The plaintiffs’ motion is granted in part, and the Court will enter judgment. The
plaintiffs’ request for compound interest calculated from the date of breach is denied. Under
New York law, the plaintiffs are entitled only to simple interest at an annual rate of nine percent.
Interest on lost profits incurred before the breach will be calculated from the date of breach.
Interest on lost profits incurred after the breach will be calculated from a reasonable intermediate
date.
BACKGROUND
On November 25, 2003, the parties entered into an exclusive licensing contract. The
defendant, a major clothing manufacturer, agreed to manufacture, promote, and sell performance
athletic apparel under the plaintiffs’ brand name Sunday Players. The plaintiffs would receive
five percent of net sales. The contract had a choice of law provision naming New York law, and
the parties consented to the jurisdiction of a New York court.

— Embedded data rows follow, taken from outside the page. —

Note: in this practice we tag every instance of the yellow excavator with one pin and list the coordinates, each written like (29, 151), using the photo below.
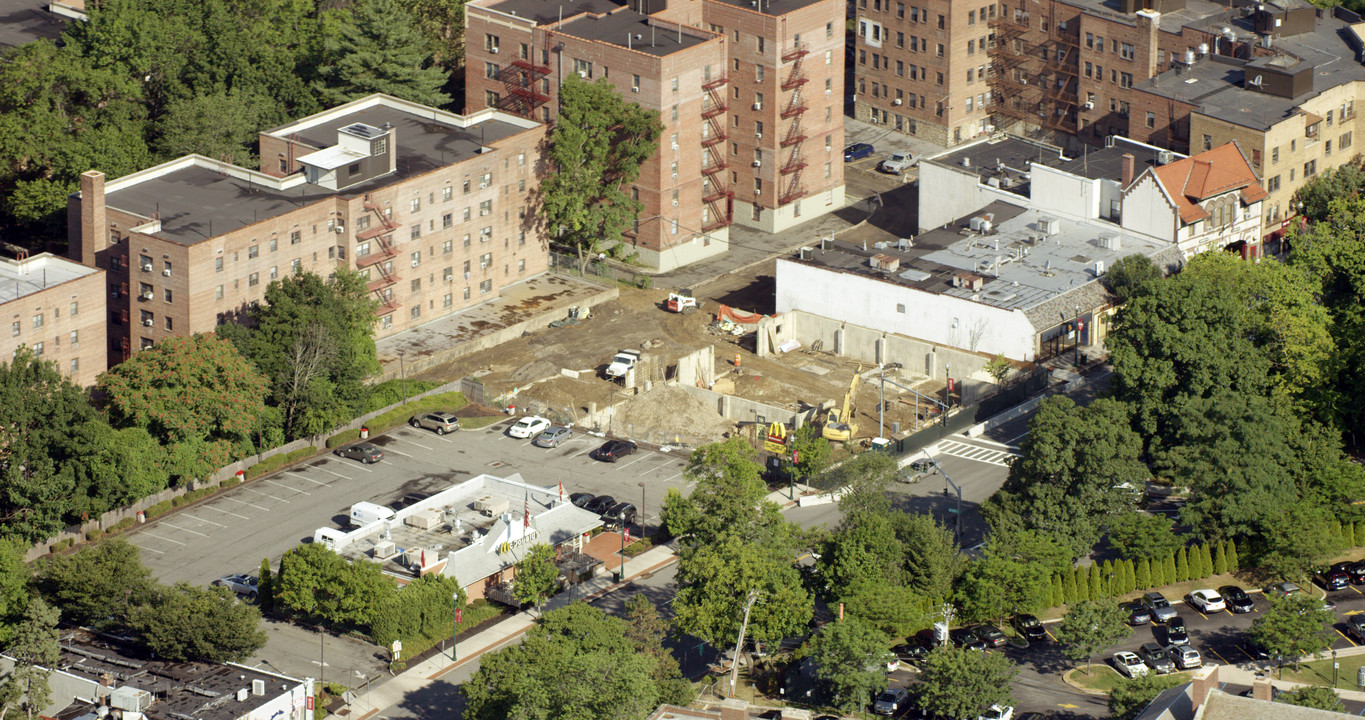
(838, 424)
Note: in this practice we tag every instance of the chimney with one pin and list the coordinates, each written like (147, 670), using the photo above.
(90, 232)
(1203, 681)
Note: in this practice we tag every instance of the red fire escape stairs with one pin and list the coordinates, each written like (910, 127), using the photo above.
(793, 140)
(381, 257)
(519, 85)
(718, 196)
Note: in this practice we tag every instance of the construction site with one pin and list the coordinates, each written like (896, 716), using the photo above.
(718, 364)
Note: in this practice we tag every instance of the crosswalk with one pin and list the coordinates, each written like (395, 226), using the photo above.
(1001, 455)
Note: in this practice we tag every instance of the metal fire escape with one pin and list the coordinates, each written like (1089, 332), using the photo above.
(715, 193)
(519, 88)
(381, 257)
(795, 138)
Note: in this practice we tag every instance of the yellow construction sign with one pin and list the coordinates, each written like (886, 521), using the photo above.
(776, 440)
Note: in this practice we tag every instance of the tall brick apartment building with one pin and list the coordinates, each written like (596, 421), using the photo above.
(747, 92)
(429, 205)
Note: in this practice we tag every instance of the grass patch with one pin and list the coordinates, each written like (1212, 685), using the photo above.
(1320, 672)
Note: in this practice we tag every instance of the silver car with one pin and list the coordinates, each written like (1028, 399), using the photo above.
(553, 437)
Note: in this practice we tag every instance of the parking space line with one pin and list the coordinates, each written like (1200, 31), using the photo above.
(245, 503)
(186, 529)
(164, 538)
(288, 488)
(310, 480)
(227, 511)
(201, 519)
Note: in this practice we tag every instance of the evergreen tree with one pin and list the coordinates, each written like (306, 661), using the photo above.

On March 14, 2005, after failing to sell any Sunday Players merchandise, the defendant
unilaterally terminated the contract. The contract, which was to run through January 31, 2007,
had no termination provision, and the plaintiffs sued for breach. On summary judgment, the
Court held that the defendant had breached the contract by terminating early and by failing to
provide free product samples as the contract required. At trial, the plaintiffs argued that the
defendant also failed to use reasonable efforts to promote the brand in violation of New York
law. They sought lost profits and lost market value as damages. The Court ruled that the
plaintiffs could not collect both lost market value and post-breach lost profits but directed the
jury to calculate both.
On February 11, 2016, the jury returned a verdict, finding that the defendant had failed to
use reasonable efforts to promote Sunday Players and had caused damages. The jury found that
$250,000 would compensate the plaintiffs’ lost profits between November 25, 2003, and March
14, 2005; $4,100,000 would compensate lost profits between March 14, 2005, and January 31,
2007; and $500,000 would compensate lost market value as of March 14, 2005. It also found that
the defendant had not proven its mitigation defense.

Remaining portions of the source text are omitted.